By Brendan Wilner
Bath-DeWitt Connection Staff Reporter
DEWITT — This spring, the city of DeWitt could start seeing a new look in its downtown due to the process of repurposing two properties, one for a fitness facility and the other for a micro-brewery.
The fitness center is Human Performance Institute and it plans to move from 113 S. Bridge St. to a much larger space at 221 N. Bridge St. by mid-April. And the Looking Glass Brewery is planning to open in 115 N. Bridge St. sometime in 2017.
Citizens from the local area agree that having more local businesses in downtown would benefit the city.
Stephanie Haynie is the production leader of Sweetie-licious, which is a local bakery shop in downtown DeWitt. She said she is excited for new businesses to come to the city.
“We have always hoped for new businesses to come down here and get more people down here,” Haynie said. “We are excited that it will be changing.”
Sweetie-licious is a place that people from out of town come to DeWitt for, according to Haynie. She said she enjoys meeting new customers and welcoming them to their city.
According to Dan Coss, City Administrator for the city DeWitt, the city and Downtown Development Authority are in the process of creating a Wayfinding Plan.
“The plan will include different signage to guide people throughout the downtown to Parks, Public Parking areas, Farmer’s Market and our schools,” Coss said.
The success of local businesses attracting people from out of town has lead to the productivity of the plan. Also, the need for new businesses is added to the mix of downtown DeWitt that is a key to a successful city, according to Laura Ann Reese.
Reese is a professor of political science and director of Global Urban Studies Program at Michigan State University, who said that there are different kinds of downtowns for each city depending on many factors.
“The ideal situation for a city like DeWitt is to make sure you have a mix of entertainment and shopping,” Reese said. “You also want to make sure you can attract people that aren’t local to your city, then after that you blend in local businesses to benefit the citizens that live close to downtown.”
The city and DDA have also been involved in planning upcoming street resurfacing projects and installing additional street lighting in the downtown, Coss said.
Having a small town like DeWitt allows local businesses to not be pushed out by big corporations or chain restaurants.

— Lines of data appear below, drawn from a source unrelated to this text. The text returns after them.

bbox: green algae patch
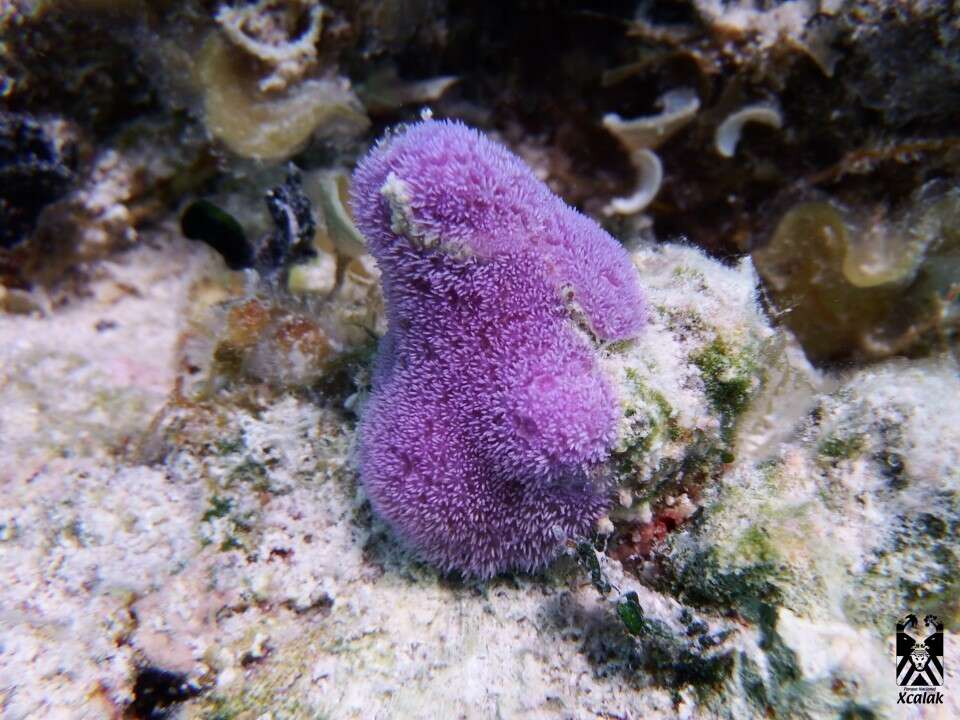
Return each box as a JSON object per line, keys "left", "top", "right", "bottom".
{"left": 228, "top": 459, "right": 270, "bottom": 492}
{"left": 617, "top": 591, "right": 646, "bottom": 635}
{"left": 620, "top": 368, "right": 678, "bottom": 456}
{"left": 202, "top": 495, "right": 233, "bottom": 522}
{"left": 202, "top": 693, "right": 325, "bottom": 720}
{"left": 612, "top": 367, "right": 693, "bottom": 501}
{"left": 691, "top": 337, "right": 759, "bottom": 438}
{"left": 668, "top": 548, "right": 783, "bottom": 624}
{"left": 736, "top": 524, "right": 779, "bottom": 566}
{"left": 597, "top": 583, "right": 737, "bottom": 693}
{"left": 214, "top": 434, "right": 246, "bottom": 456}
{"left": 818, "top": 433, "right": 867, "bottom": 461}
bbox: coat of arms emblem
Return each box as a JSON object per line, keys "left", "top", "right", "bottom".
{"left": 897, "top": 614, "right": 944, "bottom": 687}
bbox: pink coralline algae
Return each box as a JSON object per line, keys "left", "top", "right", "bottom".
{"left": 351, "top": 120, "right": 646, "bottom": 578}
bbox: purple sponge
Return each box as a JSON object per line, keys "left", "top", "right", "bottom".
{"left": 351, "top": 120, "right": 646, "bottom": 578}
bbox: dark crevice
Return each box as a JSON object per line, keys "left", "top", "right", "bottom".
{"left": 125, "top": 666, "right": 203, "bottom": 720}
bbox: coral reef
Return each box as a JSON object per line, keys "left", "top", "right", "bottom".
{"left": 0, "top": 227, "right": 763, "bottom": 718}
{"left": 1, "top": 1, "right": 958, "bottom": 718}
{"left": 351, "top": 120, "right": 646, "bottom": 577}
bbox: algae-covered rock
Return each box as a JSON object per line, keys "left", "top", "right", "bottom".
{"left": 0, "top": 461, "right": 206, "bottom": 718}
{"left": 2, "top": 215, "right": 956, "bottom": 719}
{"left": 655, "top": 354, "right": 960, "bottom": 717}
{"left": 606, "top": 243, "right": 772, "bottom": 546}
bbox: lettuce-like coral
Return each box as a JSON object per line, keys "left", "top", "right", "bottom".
{"left": 351, "top": 120, "right": 646, "bottom": 577}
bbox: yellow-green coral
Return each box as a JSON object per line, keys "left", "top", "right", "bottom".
{"left": 197, "top": 34, "right": 368, "bottom": 160}
{"left": 753, "top": 186, "right": 960, "bottom": 363}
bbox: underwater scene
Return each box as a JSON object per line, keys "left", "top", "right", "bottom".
{"left": 0, "top": 1, "right": 958, "bottom": 718}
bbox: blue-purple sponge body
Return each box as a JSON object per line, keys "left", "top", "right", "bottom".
{"left": 351, "top": 121, "right": 646, "bottom": 577}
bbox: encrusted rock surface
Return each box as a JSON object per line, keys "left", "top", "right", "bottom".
{"left": 2, "top": 224, "right": 956, "bottom": 717}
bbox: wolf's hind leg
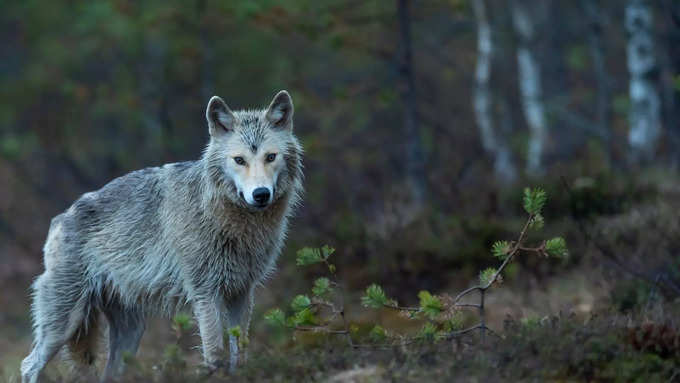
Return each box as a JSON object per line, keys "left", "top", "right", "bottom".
{"left": 21, "top": 272, "right": 89, "bottom": 383}
{"left": 101, "top": 303, "right": 145, "bottom": 382}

Haynie says that they love having local businesses instead of chain restaurants in the city.
“It’s what makes little small towns unique,” Haynie said. “We bring in people from out of town and they ask what else is there to do, and I would love to see some little shops cause people would like to shop when they come into town.”
Haynie isn’t the only one who enjoys having local businesses in the downtown, as John Coscarelli, owner of Relli’s Italian Restaurant, is fine with no chained corporations.
Coscarelli said, “We like the current set up it is right now. There isn’t too much competition and we enjoy the diversity of shops we have in the city.”
Currently there isn’t a push for the Wayfinding plan to happen; as the city can only do so much with its funding each year.
The feel of the city is that they are excited to make the city friendly and welcome people from outside with open arms. The citizens want to make their city one that people who don’t live around the area will come back too.
Coss thinks that having these renovations to the city and adding the two businesses will impact the city in a positive way.
“Hopefully our businesses are seeing a positive effect on all the improvements that have happened in the downtown,” Coss said.